Active Projects

Our projects are focused on dissecting allosteric regulation mechanisms in a diverse array of protein kinases and other signaling proteins

Regulation and drug targeting of cyclin-dependent kinases

The cyclin-dependent kinases (CDKs) are the master regulators of the eukaryotic cell cycle. Activation of the CDKs is triggered by the binding of an activating cyclin subunit, which drives conformational changes in the kinase domain to bring about kinase activation. Work in our group has uncovered the molecular mechanisms of allosteric coupling between kinase and cyclin subunits, and revealed that CDK inhibitors have far stronger allosteric effects than previously recognized. Current efforts are focused on studying how evolutionary divergence among CDKs has altered the allosteric coupling between the cyclin and CDK subunits, resulting in altered activation dynamics and pronounced differences in inhibitor recognition. 

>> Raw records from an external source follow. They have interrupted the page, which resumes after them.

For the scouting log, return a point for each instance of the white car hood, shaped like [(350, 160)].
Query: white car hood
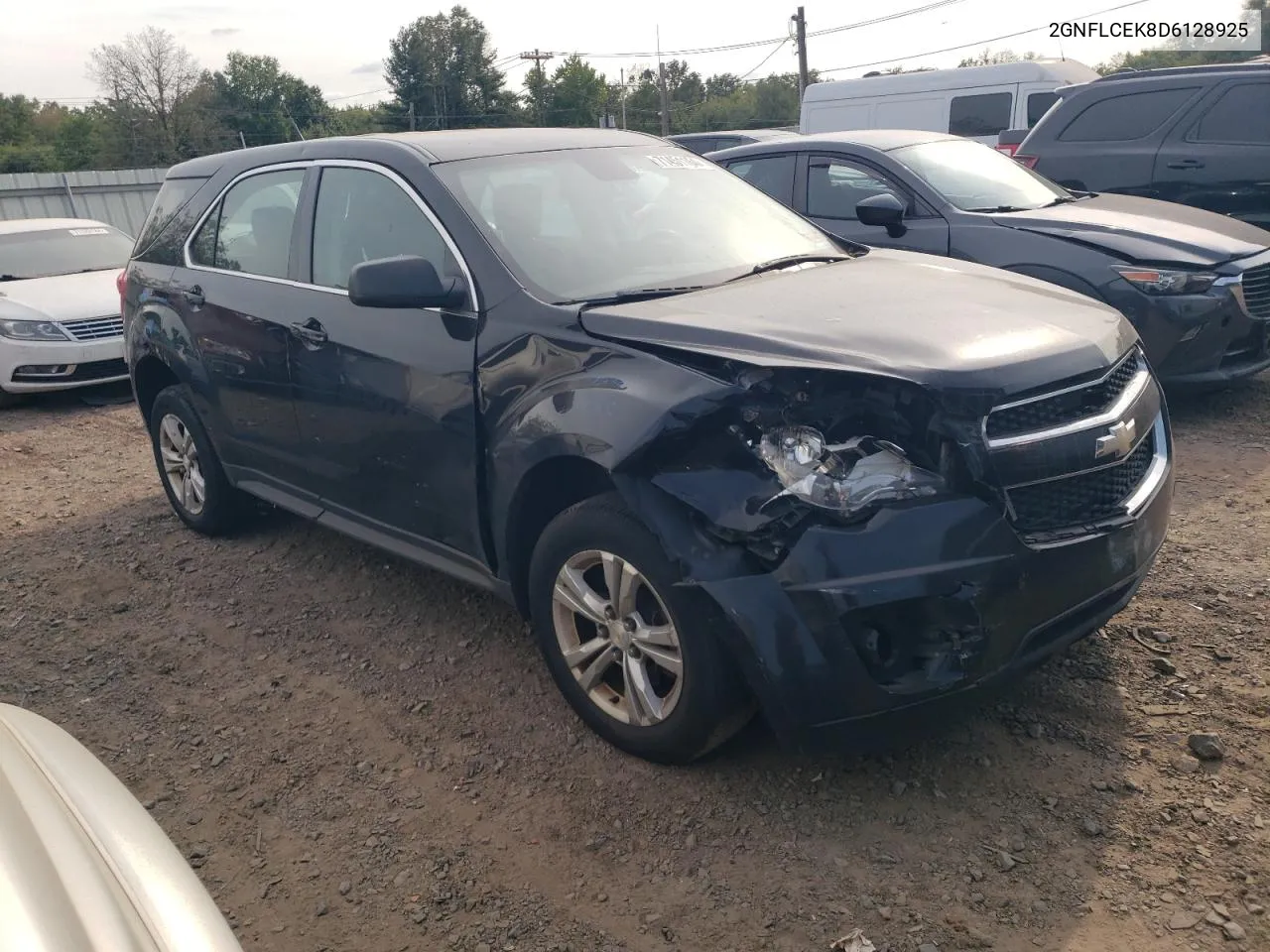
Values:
[(63, 298), (82, 866)]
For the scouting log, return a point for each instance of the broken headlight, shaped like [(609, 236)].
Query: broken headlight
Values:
[(844, 477)]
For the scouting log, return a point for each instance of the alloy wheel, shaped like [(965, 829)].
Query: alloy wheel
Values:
[(617, 638), (181, 465)]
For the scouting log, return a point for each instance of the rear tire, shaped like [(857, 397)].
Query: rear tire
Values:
[(645, 669), (190, 468)]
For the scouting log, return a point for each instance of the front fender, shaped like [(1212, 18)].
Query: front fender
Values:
[(581, 399)]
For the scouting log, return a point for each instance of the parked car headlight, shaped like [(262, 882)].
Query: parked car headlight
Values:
[(1165, 282), (847, 477), (32, 330)]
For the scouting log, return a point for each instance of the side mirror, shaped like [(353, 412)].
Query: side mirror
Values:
[(408, 281), (884, 211)]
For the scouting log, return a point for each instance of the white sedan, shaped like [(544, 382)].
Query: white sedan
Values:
[(82, 866), (60, 322)]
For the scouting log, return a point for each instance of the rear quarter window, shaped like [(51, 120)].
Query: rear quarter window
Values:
[(159, 240), (984, 114), (1127, 117)]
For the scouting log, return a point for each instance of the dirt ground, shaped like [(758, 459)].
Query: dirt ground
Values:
[(359, 754)]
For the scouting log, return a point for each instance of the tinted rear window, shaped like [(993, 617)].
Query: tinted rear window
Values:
[(173, 195), (1038, 104), (1242, 114), (1127, 117), (980, 116)]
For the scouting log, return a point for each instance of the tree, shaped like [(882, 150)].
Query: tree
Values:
[(444, 66), (721, 84), (255, 96), (989, 59), (148, 80), (1169, 54), (575, 94)]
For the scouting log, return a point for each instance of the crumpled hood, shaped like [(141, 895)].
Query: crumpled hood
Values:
[(63, 298), (930, 320), (1146, 230), (82, 866)]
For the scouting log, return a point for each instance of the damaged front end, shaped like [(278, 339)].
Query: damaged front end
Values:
[(852, 530)]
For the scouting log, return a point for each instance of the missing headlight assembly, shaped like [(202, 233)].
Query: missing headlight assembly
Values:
[(789, 448)]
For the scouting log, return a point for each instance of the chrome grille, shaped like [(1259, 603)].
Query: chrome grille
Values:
[(1080, 499), (1256, 291), (1067, 407), (95, 327)]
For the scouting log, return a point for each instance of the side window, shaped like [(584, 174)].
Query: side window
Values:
[(1242, 114), (363, 216), (984, 114), (249, 230), (1127, 117), (834, 186), (772, 175), (1038, 104)]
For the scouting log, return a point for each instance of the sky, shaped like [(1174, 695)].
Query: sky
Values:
[(339, 46)]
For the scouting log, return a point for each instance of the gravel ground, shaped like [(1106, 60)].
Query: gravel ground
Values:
[(359, 754)]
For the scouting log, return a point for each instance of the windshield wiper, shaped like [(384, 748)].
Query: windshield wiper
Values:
[(630, 295), (786, 262)]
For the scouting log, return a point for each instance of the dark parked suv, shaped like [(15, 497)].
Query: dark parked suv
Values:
[(1197, 135), (719, 458)]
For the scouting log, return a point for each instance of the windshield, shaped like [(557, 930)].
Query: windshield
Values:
[(590, 222), (46, 252), (974, 177)]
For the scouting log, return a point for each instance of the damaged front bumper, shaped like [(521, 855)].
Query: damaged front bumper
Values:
[(919, 603)]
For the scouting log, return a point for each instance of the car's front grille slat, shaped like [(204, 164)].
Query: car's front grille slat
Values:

Overcoming paradoxical activation of BRAF

BRAF kinase is a central component of the MAPK signaling pathway that couples growth factor receptors to downstream effects on cell growth and proliferation. BRAF is mutated in a variety of human cancers, and ~50% of melanomas are driven by a single V600E mutation. Remarkably, inhibitors developed to block BRAF signaling can in certain circumstances instead activate the kinase. This "paradoxical activation" leads to secondary tumor development in patients treated with BRAF inhibitors, and is thought to be due to inhibitor-driven BRAF dimerization in which one protomer of the dimer remains free of inhibitor. We are studying the mechanisms underlying paradoxical activation by dissecting the thermodynamic, structural and dynamic effects that couple  inhibitor binding to BRAF dimerization.


Dissecting allosteric scaffolding interactions of Aurora kinases

The Aurora kinases are a family of serine/threonine protein kinases that play critical roles in mitosis. Aurora A regulates the formation of the mitotic spindle and Aurora B is important for spindle attachment and cytokinesis. Aurora A has a wealth of interaction partners, and these protein-protein interactions recruit the kinase to different cellular locations to perform a range of functions. For instance, Aurora A is recruited to nascent spindle microtubules and activated by the microtubule binding protein Tpx2, but is also activated by the protein Bora in a pathway that regulates mitotic entry, and forms a scaffolding complex with the oncogenic transcription factors N-Myc and c-Myc that protects them from proteolytic degradation. We are studying how the diverse array of allosteric interactions of Aurora A and Aurora B regulate kinase function and modulate inhibitor recognition. In fact, it turns out that these different allosteric regulators profoundly alter allosteric interactions with inhibitors.